Let us not delude ourselves with idealism. Human beings, to start with, came together, on purpose, voluntarily, to conjointly synergize their efforts and entered into a social compact. The gain was as much mental as physical. It granted them physical security. The division of labour and eventual skill-sets garnered over generations helped them to bounce along faster than as isolated wholes. Remember, the underlying philosophy was the creature comforts such social contract granted them. Deep down, this base instinct, though somnolent and bridling, remained the same: creature comforts and its appurtenant – material wealth that only rooted for more and more of the same thing: creature comfort.
If anything stopped them from transgressing the bounds of the compact, it were the laws and prescriptions they had given to themselves for the common weal. When the laws and prescriptions are shrouded and not open to all contract-signers but are manipulable by small governing elite, the first casualty is fair decision-making. It impacts everyone save the elite who, anyway, tweaks law for narrow, partisan gain. This gain is plain thievery, thereby reducing democratic governance to one of kleptocracy or the rule of the thieves.
That explains en passant why most from the governing classes don’t ever wish to retire but go on and on – much as no one wants to die, even the ones wishing to go to Heaven! Days, even months, before retirement, a pall of gloom attends not only the officer but also the entire family! Because, nowhere else in the civilized world, the post or perch held by a public servant is as much appropriated by the family as in India. “My car, my bungalow, my perks, my rights,” intones the wife; the children roundly echo their mother’s sentiment. The peons who do the domestic menial chore too belong to her! She owns them! So much for the terror of severance.
Abraham Lincoln was percipient when he once said, “Nearly all men can stand adversity, but if you want to test a man’s character, give him power.” Few will come out of this acid test unscathed if he were to wield power not visible to others.
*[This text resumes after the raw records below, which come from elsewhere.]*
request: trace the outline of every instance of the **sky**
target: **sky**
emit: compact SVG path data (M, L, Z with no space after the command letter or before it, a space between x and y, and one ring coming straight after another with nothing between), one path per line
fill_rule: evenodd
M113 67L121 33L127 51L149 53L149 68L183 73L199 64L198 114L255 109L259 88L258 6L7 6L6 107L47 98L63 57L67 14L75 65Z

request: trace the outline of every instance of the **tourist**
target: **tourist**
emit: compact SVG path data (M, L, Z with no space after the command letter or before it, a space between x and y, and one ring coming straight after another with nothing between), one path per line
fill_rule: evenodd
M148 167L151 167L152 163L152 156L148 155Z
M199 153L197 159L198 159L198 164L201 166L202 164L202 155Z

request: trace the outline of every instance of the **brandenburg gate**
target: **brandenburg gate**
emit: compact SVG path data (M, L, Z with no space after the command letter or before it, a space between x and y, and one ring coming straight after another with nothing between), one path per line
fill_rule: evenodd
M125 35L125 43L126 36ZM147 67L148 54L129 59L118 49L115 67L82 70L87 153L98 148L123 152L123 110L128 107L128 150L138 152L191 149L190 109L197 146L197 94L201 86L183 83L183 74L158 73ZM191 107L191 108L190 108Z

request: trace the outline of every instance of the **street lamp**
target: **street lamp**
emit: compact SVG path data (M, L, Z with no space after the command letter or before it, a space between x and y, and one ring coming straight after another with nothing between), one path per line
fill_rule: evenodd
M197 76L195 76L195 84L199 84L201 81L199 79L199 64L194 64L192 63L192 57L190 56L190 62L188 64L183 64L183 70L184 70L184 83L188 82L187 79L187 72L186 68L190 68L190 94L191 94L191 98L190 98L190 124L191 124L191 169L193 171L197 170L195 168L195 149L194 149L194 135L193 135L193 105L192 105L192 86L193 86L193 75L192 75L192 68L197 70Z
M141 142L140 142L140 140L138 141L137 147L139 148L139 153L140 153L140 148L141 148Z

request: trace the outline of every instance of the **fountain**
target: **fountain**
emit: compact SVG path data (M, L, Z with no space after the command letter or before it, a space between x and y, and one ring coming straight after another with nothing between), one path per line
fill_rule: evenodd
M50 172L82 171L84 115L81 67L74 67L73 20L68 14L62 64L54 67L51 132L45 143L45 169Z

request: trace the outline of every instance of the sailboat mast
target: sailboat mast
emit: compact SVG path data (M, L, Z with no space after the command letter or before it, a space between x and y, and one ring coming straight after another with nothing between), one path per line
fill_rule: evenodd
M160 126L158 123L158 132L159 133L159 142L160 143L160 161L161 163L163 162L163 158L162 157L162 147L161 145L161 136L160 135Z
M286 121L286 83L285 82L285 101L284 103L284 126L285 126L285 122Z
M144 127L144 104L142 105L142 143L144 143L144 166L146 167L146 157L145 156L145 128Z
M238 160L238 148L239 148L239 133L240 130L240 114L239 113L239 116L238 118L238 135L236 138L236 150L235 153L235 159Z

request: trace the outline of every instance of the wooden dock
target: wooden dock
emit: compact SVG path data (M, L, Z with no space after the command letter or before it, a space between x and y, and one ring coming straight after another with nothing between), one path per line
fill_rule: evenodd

As history has shown, and we know so well Lord Acton’s putative words, power corrupts and absolute power corrupts absolutely.
Mustn’t we admit that it is only a microscopic minority who has the internal moral compass to upend all things immoral – the rest trundle along, appropriating benefits strewn across the path? Look, the feudal order is crumbling fast! It, ultimately, will. Make no mistake. History is being made; we are its living witness.
          The way, then, to stop people from stealing other people’s money is through checks and balances and – or the antidote of thievery: transparency. The RTI Act must not be tinkered with, if anything, the governance processes must be built to approximate to this exacting goal. How can CVC’s aim of involving all stakeholders be achieved if this singular potent instrument of RTI that enables citizen participation is abridged?